This paper aims to explore a new model to manage small and medium enterprise (SME) clustering process that examines the geographical connectivity conditions within the existing theories on agglomeration. The presented work explores the dynamics governing the decisions related to both the duration and frequency of the different forms of these new clusters.
A clustering configurator tool is developed to assist managers for the best temporary cluster model. The configurator considers aspects related to the market, industry and classical clustering requirements as well as social capital (SC). Finally, the performance of various temporary clusters under different demand scenarios and operational conditions are studied using numerical simulation.
The results examined the performance of the new clusters under various internal and external defining indicators against potential economic growth, technology spillover and the new metric of SC. The results offered interesting observations suggesting various recommendations to promote these new models to SMEs as well as how to better manage them.
The presented results are understood in the context of the suggested settings of relationships and scoring weights.

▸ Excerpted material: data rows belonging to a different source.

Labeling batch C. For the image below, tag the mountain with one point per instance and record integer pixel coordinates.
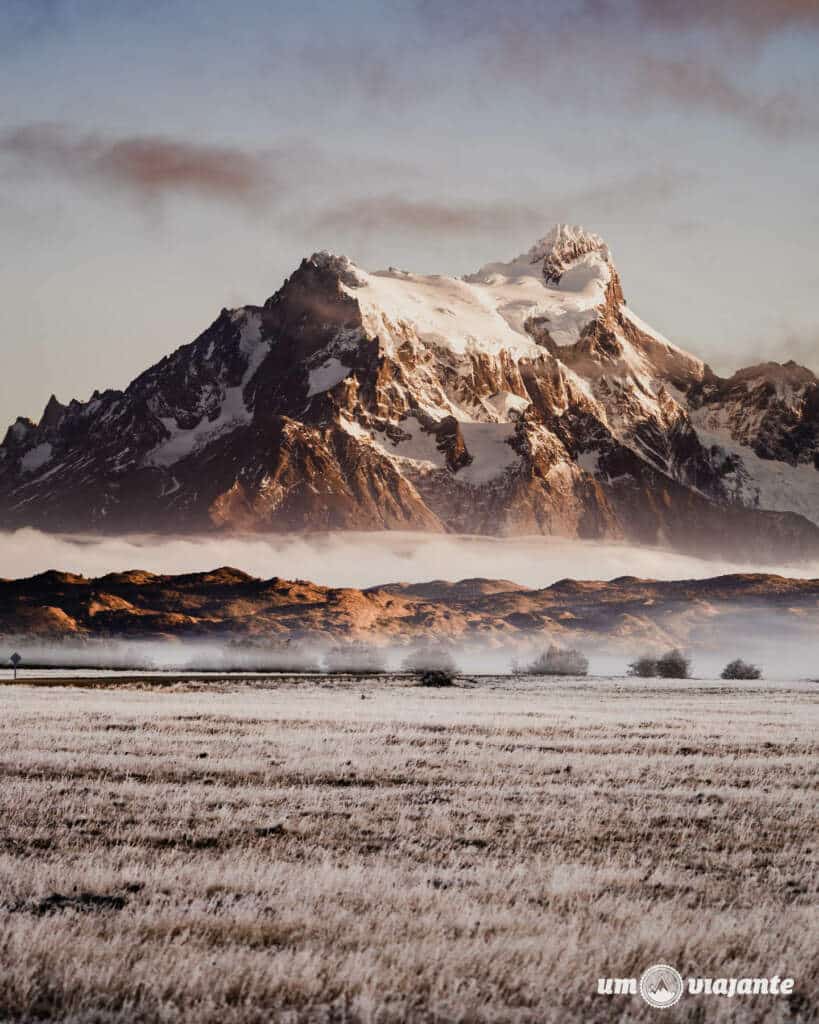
(524, 398)
(229, 605)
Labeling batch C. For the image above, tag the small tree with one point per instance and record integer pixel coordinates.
(644, 668)
(436, 677)
(674, 665)
(430, 659)
(558, 662)
(741, 670)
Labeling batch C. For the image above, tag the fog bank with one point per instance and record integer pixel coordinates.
(350, 559)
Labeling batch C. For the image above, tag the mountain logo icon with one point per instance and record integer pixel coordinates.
(660, 986)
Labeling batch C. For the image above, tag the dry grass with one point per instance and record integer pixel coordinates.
(297, 853)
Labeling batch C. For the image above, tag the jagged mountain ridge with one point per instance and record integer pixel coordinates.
(525, 398)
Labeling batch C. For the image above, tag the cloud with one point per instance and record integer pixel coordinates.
(389, 212)
(694, 84)
(431, 217)
(756, 18)
(562, 53)
(151, 167)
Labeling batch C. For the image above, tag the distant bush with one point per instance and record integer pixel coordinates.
(674, 665)
(741, 670)
(557, 662)
(644, 668)
(429, 659)
(436, 677)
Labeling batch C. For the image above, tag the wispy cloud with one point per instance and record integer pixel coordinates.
(149, 167)
(564, 53)
(431, 217)
(758, 18)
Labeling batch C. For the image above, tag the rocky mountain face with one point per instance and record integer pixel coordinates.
(525, 398)
(228, 605)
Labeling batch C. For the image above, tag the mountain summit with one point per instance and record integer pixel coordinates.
(524, 398)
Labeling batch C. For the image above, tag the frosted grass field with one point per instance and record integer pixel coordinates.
(365, 850)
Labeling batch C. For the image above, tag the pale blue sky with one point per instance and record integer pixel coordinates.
(161, 159)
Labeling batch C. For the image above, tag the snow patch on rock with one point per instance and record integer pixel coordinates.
(36, 458)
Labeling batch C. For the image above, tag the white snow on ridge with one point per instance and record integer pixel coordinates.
(491, 455)
(507, 406)
(328, 375)
(486, 442)
(232, 413)
(36, 458)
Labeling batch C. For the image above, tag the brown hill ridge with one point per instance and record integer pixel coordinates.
(229, 604)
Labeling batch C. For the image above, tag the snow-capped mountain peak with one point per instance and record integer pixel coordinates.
(526, 397)
(562, 247)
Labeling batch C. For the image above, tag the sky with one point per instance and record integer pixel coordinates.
(161, 159)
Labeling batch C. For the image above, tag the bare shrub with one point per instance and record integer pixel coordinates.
(436, 677)
(557, 662)
(429, 658)
(674, 665)
(644, 668)
(740, 670)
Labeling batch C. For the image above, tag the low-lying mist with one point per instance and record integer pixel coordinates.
(780, 653)
(349, 559)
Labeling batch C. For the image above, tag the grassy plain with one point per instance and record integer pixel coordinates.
(364, 850)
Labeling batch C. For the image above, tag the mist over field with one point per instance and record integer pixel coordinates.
(351, 559)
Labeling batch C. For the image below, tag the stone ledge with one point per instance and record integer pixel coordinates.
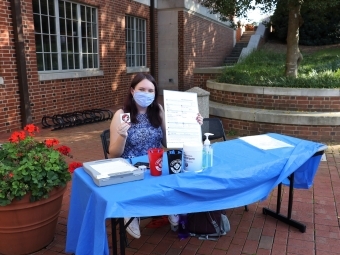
(310, 92)
(274, 116)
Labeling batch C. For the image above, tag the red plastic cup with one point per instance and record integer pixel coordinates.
(155, 160)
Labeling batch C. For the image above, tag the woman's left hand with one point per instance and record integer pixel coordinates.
(199, 119)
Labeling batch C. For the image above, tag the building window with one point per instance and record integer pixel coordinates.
(66, 35)
(135, 34)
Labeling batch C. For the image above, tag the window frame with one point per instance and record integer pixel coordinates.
(76, 36)
(136, 39)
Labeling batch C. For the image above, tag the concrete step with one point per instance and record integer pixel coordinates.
(275, 116)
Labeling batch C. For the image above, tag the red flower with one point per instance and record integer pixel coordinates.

The new form of clusters will help SMEs overcome the feasibility challenge when considering re-locating to existing clusters while reaping many of these clusters benefits. Furthermore, different recommendations for management aimed at enhancing clustering decisions and the efficiency of SMEs in these new setups are presented.
This paper suggests a new clustering management approach that capitalizes on the temporal domain rather than classical space or the digital clusters domains. Also, a new management concept called dynamic matching is suggested. SC is considered among clustering objectives which was disregarded in similar studies.